Speaking to reporters in Southern Mississippi on Monday, Trump tried to play down the “public hanging” remark that created so much of the firestorm that engulfed Hyde-Smith’s campaign.

“Really it was something that was sad and it was a little flip,” the president said after a round table on criminal justice legislation in Gulfport. “She called me, she said, ‘I said something that I meant exactly very different,’ and I heard an apology loud and clear.”

Democratic and Republican officials believed that Trump’s visit would stir up supporters of both candidates, edging up Tuesday’s turnout after a first round of voting in which Espy won 40.6 percent, and Hyde-Smith took 41.5 percent.

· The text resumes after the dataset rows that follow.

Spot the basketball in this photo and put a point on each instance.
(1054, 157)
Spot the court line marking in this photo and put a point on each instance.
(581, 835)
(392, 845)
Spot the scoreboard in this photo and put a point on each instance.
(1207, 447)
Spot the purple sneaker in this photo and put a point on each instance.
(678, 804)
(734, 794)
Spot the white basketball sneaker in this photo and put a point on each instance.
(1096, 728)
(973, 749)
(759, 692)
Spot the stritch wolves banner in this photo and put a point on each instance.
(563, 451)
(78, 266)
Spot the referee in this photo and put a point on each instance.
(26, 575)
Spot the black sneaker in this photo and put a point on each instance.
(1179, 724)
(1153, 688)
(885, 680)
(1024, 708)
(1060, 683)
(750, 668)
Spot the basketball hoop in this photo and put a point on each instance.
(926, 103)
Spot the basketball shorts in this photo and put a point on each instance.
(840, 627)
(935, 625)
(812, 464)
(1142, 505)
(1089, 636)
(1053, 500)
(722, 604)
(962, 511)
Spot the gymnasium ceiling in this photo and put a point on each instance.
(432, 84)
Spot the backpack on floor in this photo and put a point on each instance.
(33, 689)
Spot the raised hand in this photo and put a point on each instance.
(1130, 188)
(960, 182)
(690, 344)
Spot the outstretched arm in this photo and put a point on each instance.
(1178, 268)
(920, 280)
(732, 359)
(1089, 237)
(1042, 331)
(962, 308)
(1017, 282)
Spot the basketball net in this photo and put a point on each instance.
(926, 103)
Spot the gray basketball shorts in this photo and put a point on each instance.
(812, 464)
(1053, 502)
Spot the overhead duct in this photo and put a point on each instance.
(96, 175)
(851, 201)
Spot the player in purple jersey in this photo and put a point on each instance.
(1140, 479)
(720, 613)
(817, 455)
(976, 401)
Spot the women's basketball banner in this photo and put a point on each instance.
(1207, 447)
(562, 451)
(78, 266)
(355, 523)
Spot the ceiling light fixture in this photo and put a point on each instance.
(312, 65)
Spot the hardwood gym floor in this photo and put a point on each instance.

At a glance, the memory and mathematics of Mississippi politics appeared to favor Hyde-Smith in a runoff: Republicans had won Senate races uninterrupted since the 1980s, and the party has won the past four campaigns for the Greek Revival governor’s mansion on East Capitol Street in Jackson.

And in Mississippi, which has the nation’s highest proportion of black residents but where about 60 percent of the voting-age population is white, political lines are often drawn in parallel to racial ones.

Espy needed a substantial turnout among black Mississippians, who made up more than a third of the voting-age population and historically sided with Democratic candidates. But Democrats also recognized that Espy needed to win about a quarter of the white vote; to that end, some of his advertisements evoked Mississippi’s long-running frustration with how it is regarded across the country.

But few people believed that Mississippi had many undecided voters in the campaign’s final days. The closing pitches from the candidates showcased the dueling approaches to the race.

At a church in Jackson on Monday night, Espy mixed outreach to black voters with a message he hoped would appeal to disaffected centrists, eschewing sharp partisan oratory while urging supporters to spend Tuesday “marching to the polls like it’s a holiday.”

And in Tupelo, with Trump at her side, Hyde-Smith eagerly wagered once more that an appeal to the right was the surest path toward political survival in Mississippi.

“I will stand for your conservative values,” she said, “and that’s what’s on the ballot.”